Netanyahou ne cèdera jamais un pouce du territoire de la
Cisjordanie, parce que, depuis près de soixante-cinq ans, le
peuple de Moïse est appelé par sa théologie à en conquérir un
par un les hectares. Sachez en outre que notre espèce est née
religieuse et qu'elle obéit tantôt aux chimères du ciel qu'elle
croit avoir enregistrées sur ses microphones, tantôt aux mythes
que sécrètent ses langages . Si vous n'apprenez à décrypter les
discours que nous tiennent nos idoles bicéphales, jamais vous ne
tiendrez les vraies clés des évadés de la zoologie entre vos
mains.
3 -
Controverse avec le Titan
Die Weltwoche
(Suisse): Mon Général, vous dites à la fois que la guerre
des dieux a débarqué à nouveaux frais dans l'histoire
théologique de la démocratie mondiale et qu'il est vain de
s'imaginer que la classe dirigeante d'une planète devenue
indocile retournera sur les bancs d'école des ancêtres afin d'y
réapprendre le sacré et ses songes.
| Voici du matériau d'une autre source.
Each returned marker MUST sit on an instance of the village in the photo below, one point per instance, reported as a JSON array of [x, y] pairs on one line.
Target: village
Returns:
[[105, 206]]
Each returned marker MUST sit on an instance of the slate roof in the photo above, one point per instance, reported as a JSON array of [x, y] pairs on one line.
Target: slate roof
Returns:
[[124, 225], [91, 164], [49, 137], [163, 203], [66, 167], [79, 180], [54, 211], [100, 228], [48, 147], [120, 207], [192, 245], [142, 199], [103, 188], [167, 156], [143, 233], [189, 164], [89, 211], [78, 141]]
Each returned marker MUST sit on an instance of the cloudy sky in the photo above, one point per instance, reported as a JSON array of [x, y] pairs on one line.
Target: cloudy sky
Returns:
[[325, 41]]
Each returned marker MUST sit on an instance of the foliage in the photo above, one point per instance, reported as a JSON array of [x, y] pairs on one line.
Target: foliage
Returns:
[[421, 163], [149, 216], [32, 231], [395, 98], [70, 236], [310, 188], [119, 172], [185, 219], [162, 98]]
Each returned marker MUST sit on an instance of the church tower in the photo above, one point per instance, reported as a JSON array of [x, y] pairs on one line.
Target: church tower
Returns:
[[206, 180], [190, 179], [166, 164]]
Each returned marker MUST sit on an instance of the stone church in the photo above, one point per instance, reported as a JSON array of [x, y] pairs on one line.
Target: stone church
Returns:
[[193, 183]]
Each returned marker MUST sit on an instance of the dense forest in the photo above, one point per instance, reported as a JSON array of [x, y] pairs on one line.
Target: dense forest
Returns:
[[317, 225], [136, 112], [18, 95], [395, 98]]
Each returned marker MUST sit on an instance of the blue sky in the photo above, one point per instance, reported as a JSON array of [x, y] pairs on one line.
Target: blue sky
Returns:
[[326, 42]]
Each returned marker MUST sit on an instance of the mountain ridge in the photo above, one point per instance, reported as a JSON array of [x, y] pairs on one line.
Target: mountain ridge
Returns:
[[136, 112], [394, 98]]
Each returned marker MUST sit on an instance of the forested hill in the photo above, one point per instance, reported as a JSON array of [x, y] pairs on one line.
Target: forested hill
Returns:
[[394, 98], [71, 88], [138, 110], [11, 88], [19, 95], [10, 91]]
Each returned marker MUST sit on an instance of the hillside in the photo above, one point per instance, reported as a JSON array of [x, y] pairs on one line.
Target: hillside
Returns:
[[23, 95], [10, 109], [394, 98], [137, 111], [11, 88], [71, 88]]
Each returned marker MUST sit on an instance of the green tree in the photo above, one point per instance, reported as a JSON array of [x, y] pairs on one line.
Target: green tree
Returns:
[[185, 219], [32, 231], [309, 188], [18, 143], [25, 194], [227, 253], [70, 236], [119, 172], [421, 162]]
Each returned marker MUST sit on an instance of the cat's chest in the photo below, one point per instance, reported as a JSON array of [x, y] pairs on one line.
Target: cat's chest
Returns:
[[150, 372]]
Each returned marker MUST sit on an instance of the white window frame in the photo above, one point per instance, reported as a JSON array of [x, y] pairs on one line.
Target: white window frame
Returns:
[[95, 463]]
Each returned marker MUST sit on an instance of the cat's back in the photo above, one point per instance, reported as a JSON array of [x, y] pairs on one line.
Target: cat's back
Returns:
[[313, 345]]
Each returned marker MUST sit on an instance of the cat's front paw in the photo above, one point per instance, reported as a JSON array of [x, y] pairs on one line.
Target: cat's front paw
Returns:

Mais alors, qui prendra en
mains la direction à la fois mythologique et neutralisée du
monde, qui en tiendra les rênes à la place des deux catégories
d'ignorants que vous avez identifiés?
Le Général de Gaulle
: Croyez-vous vraiment,
Monsieur, que la morale universelle est soudainement tombée en
quenouille, croyez-vous vraiment que les festins de Lucullus et
les tas d'or de Crésus l'ont réduite au silence? C'est tout le
contraire qui se passe sous nos yeux: la majorité des peuples de
la terre sait maintenant que l'heure sonnera bientôt non point
de ressusciter les dieux morts des ancêtres, mais de prendre
entre les mains le sceptre de l'éthique éternelle de l'humanité.
Dites-vous bien que nous assistons aux premières péripéties de
la guerre que les masses tout fraîchement jaillies de l'ombre
vont mener contre leurs élites en voie de délitement.
Etonnez-vous plutôt, Monsieur, de ce que ce spectacle se déroule
déjà sous nos yeux. Songez que vingt siècles seulement se sont
écoulés depuis le clouage retentissant d'un juste sur la potence
qu'on appelle l'histoire. Nous sommes entrés dans la logique du
monde de demain. Mais ce n'est plus à la France seule de
rappeler à la terre entière que les nations d'hier ne forgeaient
l'éthique du genre humain qu'avec une grande lenteur. Il
appartient maintenant aux nouvelles générations de
l'intelligence et de l'éthique d'attirer la planète de la
lucidité politique à venir sur le champ de bataille de la raison
et du cœur.
Der Spiegel
(Allemagne):
Mon Général, pourquoi pensez-vous que l'interprétation de
l'histoire cryptée de l'encéphale de notre espèce va débarquer
dans la politique mondiale?
Le Général de Gaulle
: La vocation de la
géopolitique moderne à conquérir une lucidité anthropologique
sera rendue nécessaire du fait que les évènements les plus
chaotiques en apparence ne manqueront pas de se placer comme
d'eux-mêmes au centre d'un décodage des songes religieux du
simianthrope, de sorte qu'on découvrira la vanité de s'essayer à
les replacer sous les feux de la connaissance traditionnellement
qualifiée d'historique. Voyez ce qui s'est passé à Gaza :
contraint de battre piteusement en retraite et de quitter sans
gloire le champ de bataille du récit historique banalisé depuis
Thucydide - son discours du Caire était censé l'avoir illuminé à
nouveaux frais - M. Barack Obama est allé jusqu'à collaborer
avec une coupable frénésie à la construction d'un mur d'acier de
quatre mètres de profondeur autour d'une ville d'un million et
demi d'hommes, de femmes et d'enfants assiégés et affamés par
Jahvé.
Croyez-vous que
l'intelligibilité historique étriquée d'autrefois puisse rendre
compte des paramètres réels de cette histoire semi mythologique?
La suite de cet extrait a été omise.